If this serious problem is not addressed now we are going for trouble because the statistics show that the ageing population is rising and even though the Govt had announced a policy with regard to the Geriatric population but much needs to be done and it has to be given priority as much as healthcare for the elderly and infirmed.
We do not know what our fate would be, but if we have to be sent to a place where professional care is better than being with our own loved ones, so be it.
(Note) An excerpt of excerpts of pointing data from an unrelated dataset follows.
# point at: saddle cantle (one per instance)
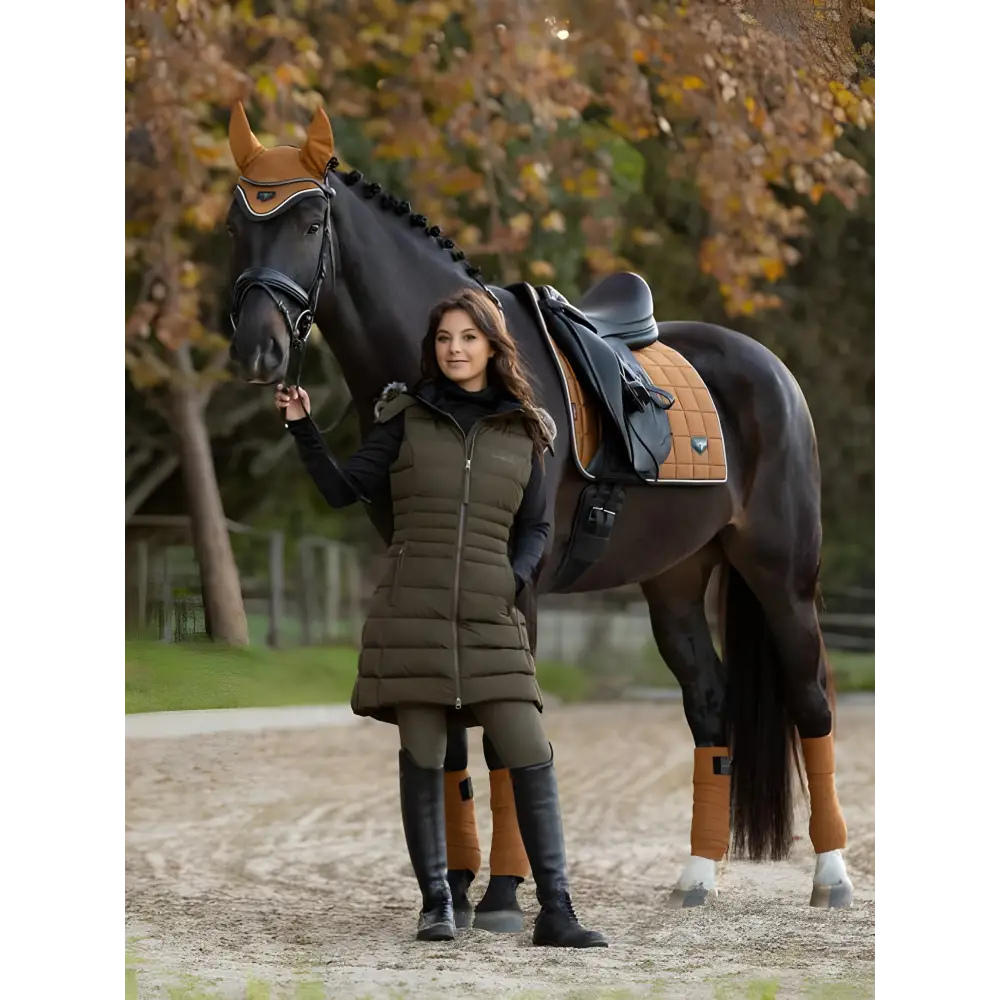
(640, 412)
(615, 318)
(620, 305)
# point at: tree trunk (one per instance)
(822, 28)
(225, 616)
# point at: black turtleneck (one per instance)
(367, 470)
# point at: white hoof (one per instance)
(832, 889)
(696, 886)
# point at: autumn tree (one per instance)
(507, 115)
(186, 61)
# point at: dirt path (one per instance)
(272, 864)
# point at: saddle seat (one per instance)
(619, 305)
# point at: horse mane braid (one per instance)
(388, 202)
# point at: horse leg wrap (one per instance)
(827, 829)
(507, 854)
(461, 831)
(710, 815)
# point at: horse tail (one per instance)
(762, 739)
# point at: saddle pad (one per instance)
(694, 419)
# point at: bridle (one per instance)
(276, 284)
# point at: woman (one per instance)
(443, 642)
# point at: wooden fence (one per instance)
(315, 591)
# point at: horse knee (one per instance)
(810, 710)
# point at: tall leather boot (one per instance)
(421, 797)
(537, 798)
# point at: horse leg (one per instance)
(779, 587)
(461, 831)
(676, 601)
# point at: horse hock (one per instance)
(709, 828)
(498, 910)
(462, 837)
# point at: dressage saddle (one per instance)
(614, 318)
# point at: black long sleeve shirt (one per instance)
(367, 471)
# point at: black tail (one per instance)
(762, 737)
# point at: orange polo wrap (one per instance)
(507, 854)
(710, 815)
(461, 831)
(827, 829)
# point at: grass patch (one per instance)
(164, 677)
(564, 680)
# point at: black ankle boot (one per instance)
(421, 796)
(460, 879)
(537, 799)
(499, 911)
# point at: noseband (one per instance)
(278, 285)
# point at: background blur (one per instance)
(725, 151)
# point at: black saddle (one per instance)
(614, 318)
(621, 306)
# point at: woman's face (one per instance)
(462, 350)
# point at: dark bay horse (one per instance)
(312, 243)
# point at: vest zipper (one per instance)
(470, 446)
(469, 441)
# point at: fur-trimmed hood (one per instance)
(394, 389)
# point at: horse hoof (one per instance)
(698, 895)
(832, 889)
(696, 886)
(460, 881)
(833, 897)
(499, 921)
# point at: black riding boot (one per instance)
(537, 799)
(421, 796)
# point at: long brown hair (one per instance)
(502, 370)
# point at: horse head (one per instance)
(283, 249)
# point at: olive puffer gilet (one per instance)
(442, 627)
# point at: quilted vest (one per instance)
(442, 628)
The realities are harsh but we have to accept them with grace because I want to leave this world at peace with myself and without rancour.

aofuad said...

OP Abdul Halim Shah,
I occasionally joked that to die is a blessing, but to grow old and not die and then subjected to these 'old' conditions can be a thing that we would want to avoid.
We cannot be certain that our children will truly and obligingly take care of us.
I too pray that death should be quick and fast, InsyaAllah.
But then again, Allah Taala has His ways and we are at His Mercy.
The future is not for us to tell.

Our only prayers is that our children has been educated enough, not to abandon us at our hour of needs.InsyaAllah

fish said...

Tuan Haji,
"...because I have the responsibility and duty to take care of him till his last days..."
Well said, truly a filial son!! I salute you!!